Cupcake Matching

Learn how to recognise numbers with this modern twist on a game of ‘snap’ using clay cupcakes and cases!

Skill Level

Intermediate

Time to Make

1 hour

Adult Supervision Needed

Yes

How to Make

  1. Take a plain cupcake case and place it on a flat surface. Draw a number on the inside circular panel using felt pen and colour in the background. Colour in the number in a contrasting colour.
  2. Take a pot of bright pink air dry clay and roll into a ball. Form it into a lightly tapered cupcake base that fits the cupcake case, as shown.
  3. Next, take a pot of white clay and half the amount inside.
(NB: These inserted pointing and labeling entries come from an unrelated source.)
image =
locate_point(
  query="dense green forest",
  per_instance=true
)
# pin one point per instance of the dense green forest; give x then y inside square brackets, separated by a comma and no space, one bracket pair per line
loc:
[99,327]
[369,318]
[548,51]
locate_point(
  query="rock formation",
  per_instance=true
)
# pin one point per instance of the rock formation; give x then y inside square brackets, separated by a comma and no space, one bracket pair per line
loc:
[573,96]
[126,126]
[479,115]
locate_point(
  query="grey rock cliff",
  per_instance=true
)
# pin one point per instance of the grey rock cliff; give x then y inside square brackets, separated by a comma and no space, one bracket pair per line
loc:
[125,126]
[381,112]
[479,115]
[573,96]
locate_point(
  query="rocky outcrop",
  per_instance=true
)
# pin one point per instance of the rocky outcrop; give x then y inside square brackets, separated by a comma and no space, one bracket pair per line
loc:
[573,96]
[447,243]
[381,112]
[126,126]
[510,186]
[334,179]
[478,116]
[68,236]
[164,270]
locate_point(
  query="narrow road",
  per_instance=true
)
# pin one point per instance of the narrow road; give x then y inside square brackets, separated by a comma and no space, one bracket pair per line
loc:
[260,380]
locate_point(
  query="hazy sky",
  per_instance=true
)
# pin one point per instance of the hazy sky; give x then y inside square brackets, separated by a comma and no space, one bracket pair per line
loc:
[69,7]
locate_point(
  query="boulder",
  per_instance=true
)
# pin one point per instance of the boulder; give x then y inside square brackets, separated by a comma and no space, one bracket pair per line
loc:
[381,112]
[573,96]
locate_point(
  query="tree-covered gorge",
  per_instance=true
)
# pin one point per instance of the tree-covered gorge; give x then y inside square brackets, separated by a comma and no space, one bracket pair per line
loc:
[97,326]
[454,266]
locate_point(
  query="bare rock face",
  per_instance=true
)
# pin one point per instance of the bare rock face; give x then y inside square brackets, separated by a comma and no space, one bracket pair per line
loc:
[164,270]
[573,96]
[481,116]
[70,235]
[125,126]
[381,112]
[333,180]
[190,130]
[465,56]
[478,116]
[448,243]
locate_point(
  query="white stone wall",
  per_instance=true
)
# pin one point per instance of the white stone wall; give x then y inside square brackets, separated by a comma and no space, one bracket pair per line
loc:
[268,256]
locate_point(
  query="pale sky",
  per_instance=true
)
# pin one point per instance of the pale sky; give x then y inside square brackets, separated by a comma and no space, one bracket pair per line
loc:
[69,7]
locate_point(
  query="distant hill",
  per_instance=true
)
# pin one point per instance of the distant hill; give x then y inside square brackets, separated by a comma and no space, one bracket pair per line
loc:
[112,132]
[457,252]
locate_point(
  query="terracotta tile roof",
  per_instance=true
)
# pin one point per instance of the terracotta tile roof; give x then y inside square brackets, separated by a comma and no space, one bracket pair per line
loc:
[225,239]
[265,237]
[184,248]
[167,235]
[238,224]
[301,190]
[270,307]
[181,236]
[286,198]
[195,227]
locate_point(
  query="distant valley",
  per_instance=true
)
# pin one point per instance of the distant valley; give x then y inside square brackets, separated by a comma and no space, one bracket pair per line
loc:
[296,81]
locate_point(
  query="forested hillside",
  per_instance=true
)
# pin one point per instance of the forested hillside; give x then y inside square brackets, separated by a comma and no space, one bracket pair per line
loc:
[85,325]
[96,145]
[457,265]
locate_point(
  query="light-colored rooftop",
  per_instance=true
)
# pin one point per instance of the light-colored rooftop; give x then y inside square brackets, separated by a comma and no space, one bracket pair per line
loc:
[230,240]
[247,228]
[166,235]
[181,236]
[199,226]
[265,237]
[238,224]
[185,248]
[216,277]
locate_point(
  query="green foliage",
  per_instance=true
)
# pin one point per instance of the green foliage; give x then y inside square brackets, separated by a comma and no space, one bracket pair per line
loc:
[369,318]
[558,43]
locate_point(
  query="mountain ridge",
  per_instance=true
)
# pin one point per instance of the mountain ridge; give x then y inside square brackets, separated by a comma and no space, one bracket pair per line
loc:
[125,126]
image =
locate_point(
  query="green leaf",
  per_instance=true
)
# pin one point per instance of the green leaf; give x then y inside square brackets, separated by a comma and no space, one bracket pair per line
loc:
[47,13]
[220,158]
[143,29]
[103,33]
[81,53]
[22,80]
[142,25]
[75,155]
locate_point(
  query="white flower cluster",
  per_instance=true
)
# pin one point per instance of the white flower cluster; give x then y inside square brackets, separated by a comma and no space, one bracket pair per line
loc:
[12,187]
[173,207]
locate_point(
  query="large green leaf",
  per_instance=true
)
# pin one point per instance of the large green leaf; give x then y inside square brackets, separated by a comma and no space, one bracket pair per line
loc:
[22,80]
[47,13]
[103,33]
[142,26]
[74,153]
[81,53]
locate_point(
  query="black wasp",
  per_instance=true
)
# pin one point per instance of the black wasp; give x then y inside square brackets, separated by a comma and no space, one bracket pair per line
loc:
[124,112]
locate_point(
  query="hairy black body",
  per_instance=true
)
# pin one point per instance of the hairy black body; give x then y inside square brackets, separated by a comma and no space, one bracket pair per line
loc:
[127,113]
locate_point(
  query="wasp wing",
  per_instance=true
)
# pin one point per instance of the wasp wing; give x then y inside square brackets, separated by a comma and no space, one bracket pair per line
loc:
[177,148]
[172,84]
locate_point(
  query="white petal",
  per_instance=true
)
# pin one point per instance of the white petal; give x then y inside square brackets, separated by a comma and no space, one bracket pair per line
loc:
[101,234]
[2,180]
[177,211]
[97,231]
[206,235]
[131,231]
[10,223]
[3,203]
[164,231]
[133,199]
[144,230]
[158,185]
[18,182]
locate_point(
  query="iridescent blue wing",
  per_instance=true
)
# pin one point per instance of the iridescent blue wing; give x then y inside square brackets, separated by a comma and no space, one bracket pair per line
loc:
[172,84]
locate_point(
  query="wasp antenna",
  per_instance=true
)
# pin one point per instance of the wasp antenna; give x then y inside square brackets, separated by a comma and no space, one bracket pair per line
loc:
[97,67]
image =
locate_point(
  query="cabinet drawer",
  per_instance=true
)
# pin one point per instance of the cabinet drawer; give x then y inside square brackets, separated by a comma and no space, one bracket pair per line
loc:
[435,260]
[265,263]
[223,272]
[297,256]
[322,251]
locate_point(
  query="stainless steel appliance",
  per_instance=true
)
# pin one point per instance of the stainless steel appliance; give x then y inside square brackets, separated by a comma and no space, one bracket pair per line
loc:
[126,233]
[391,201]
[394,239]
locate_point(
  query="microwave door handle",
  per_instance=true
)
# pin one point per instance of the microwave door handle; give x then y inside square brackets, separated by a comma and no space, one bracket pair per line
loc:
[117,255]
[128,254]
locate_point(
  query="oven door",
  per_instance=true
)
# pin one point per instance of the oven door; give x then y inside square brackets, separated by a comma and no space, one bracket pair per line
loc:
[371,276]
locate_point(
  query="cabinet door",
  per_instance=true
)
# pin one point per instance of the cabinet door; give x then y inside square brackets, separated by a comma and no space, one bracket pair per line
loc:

Roll into a ball, then flatten it out into a circular ‘pancake’. It should be around the same size as the pink cupcake base. If it’s not, trim a little around the edges with a plastic clay tool.
  4. Press the white pancake over the pink cupcake base, matching the centre to the centre of the base and pressing down, then adhering it to the base by gradually pressing your fingers outwards until it’s all secured.
  5. This creates the ‘icing’ layer, as shown. Don’t worry if the edges of the white layer are a little rippled, this adds to the effect. Next, take a little amount of red clay and roll into a ball for the cherry on top.
  6. Press the cherry centrally to the clay cake and leave the whole cake to dry. Cut a piece of white card 1cm x 2cm and cut a V into one end, as shown, to form a flag.
  7. Draw a number onto the flag - the same number that’s on the cupcake case, so it matches up for the game. Colour in the background and colour in the number using a felt pen. Affix the non-V-shaped end to a cocktail stick or trimmed wooden skewer with a glue dot.
  8. Finally, poke the stick into the centre of the cherry and through into the cupcake. Now, make repeat these steps, using a different number each time so you have enough to play the matching game! To play, separate all the cakes (with the flags in place) from their cases, and muddle up the cases. Children need to place the correct cupcake into the correct case. You can also then use it to create sums - adding the number on the case and the flag or multiplying them together for a more advanced activity.

Top Tip

If you don’t have any cocktail sticks, cut a longer skewer to size.